Minha preocupação com a “nova política” de Marina Silva: a incoerência em pessoa

Marina IIIA “nova política” proclamada por Marina Silva é uma expressão que não encontra clara definição sequer através de pronunciamento da referida candidata. Com baixo grau de rejeição, simplesmente por jamais ter exercido um mandato eletivo no Poder Executivo, Marina segue a afirmar que SUA “nova política” é a negação da “velha política”. Sustenta que ela vai fazer tudo aquilo que o cidadão de bem, indignado com os “político profissionais”, quer que seja feito.

A verdade, contudo, é que só deveria existir a boa política e não a velha ou a nova. O que a cidadania deve esperar da política é o exercício de mandatos por seus representantes que se paute pelos princípios norteadores da Administração Pública, com especial atenção à moralidade e aos mandamentos éticos. Não é má política a costura de alianças em prol da governabilidade e com respeito ao interesse público, como Marina, inicialmente – ainda sem as dicas de seus assessores – afirmou.

Curioso, porém, que Marina Silva se autoproclame defensora da nova política apresentando um passado tão próximo da “velha política” que ela tanto critica. Dentre todos os presidenciáveis, Marina foi a que mais trocou de partidos em menor tempo. Era petista fervorosa. Conseguiu, com sua intransigência, criar enorme animosidade com os correligionários.

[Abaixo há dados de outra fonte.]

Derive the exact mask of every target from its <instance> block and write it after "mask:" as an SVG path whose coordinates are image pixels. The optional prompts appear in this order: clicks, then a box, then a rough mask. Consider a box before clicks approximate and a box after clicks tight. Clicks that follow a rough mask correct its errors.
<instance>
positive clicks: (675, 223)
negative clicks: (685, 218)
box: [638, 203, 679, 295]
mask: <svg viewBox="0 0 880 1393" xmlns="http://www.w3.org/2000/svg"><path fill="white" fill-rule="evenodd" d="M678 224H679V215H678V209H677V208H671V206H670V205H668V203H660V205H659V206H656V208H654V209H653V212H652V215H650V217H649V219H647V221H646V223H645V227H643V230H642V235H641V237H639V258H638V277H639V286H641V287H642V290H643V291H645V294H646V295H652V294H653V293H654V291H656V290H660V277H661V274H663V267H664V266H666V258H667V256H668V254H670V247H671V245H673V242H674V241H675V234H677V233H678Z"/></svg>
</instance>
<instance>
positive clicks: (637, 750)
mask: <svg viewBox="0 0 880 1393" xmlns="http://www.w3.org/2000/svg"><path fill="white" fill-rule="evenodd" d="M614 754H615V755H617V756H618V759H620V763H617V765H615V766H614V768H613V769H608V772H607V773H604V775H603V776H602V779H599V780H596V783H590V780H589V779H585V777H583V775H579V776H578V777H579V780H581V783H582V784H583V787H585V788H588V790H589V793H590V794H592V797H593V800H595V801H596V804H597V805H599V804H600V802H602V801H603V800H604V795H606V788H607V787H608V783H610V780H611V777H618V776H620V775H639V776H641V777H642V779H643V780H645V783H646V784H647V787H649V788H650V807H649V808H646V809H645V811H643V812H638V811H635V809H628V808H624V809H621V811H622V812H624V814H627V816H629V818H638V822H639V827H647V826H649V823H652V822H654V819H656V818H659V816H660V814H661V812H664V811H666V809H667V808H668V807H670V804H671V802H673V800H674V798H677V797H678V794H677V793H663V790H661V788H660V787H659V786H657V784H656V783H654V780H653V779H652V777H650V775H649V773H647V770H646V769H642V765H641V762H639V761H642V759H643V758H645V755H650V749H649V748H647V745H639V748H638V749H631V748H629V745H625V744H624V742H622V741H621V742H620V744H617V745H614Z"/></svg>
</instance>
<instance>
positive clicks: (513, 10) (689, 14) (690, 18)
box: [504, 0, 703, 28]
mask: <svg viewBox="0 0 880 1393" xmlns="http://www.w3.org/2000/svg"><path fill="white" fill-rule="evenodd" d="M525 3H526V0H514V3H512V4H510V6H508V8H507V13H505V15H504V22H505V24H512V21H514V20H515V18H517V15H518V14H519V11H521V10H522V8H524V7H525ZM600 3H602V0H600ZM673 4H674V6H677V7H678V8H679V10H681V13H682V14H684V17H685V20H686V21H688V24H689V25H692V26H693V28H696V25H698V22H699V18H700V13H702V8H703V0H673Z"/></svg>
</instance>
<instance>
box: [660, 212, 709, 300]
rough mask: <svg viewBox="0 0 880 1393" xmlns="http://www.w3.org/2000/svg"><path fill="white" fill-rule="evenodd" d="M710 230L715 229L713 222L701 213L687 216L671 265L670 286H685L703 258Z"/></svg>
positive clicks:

Tendo em vista sua bandeira monotemática, Marina Silva migrou para o PV e por este partido concorreu em 2010. Saiu do PV, também em razão de sua intransigência inata, para criar a REDE Sustentabilidade. Não conseguiu, por vários motivos, registrar o novo partido. Eduardo Campos se aproximou da candidata e ela aderiu à campanha do falecido presidenciável. Assim, Marina integra os quadros do PSB, mas sua filiação tem os dias contados, pois, em breve, ela será membro da REDE.

Ao tempo que integrava o Partido dos Trabalhadores e o PV, Marina Silva era ferrenha opositora das propostas do PSDB. Avessa ao agronegócio, tendo em vista seu perfil monotemático, sempre representou uma ameaça ao desenvolvimento desse setor que garante parcela significativa do produto interno bruto. A lei de biossegurança, oriunda do período em que Eduardo Campos era Ministro de Lula e diretamente influenciada pelo líder pernambucano morto em agosto de 2014, recebeu duras críticas de Marina Silva. Nessa época, Marina se dizia absolutamente contrária aos transgênicos.

Em recente entrevista aos canais de televisão, Marina parece ter mudado de ideia. Agora ela se apresenta a favor dos transgênicos – sabe-se lá quais os termos dessa opinião -, bem como afirma pretender estimular o agronegócio. A Marina de hoje é bem diferente da Marina que integrava o PT e, até mesmo, daquela que concorreu em 2010. Seria essa incoerência um componente da “velha política” ou da “nova política” defendida por Marina? Isso me lembra as atitudes de Kassab que, ao criar o PSD, afirmava que o partido não era de esquerda, de centro ou de direita. Era um partido que nascia para receber “de tudo um pouco”. Quem estivesse insatisfeito com os partidos aos quais eram filiados encontraram no PSD uma tábua de salvação.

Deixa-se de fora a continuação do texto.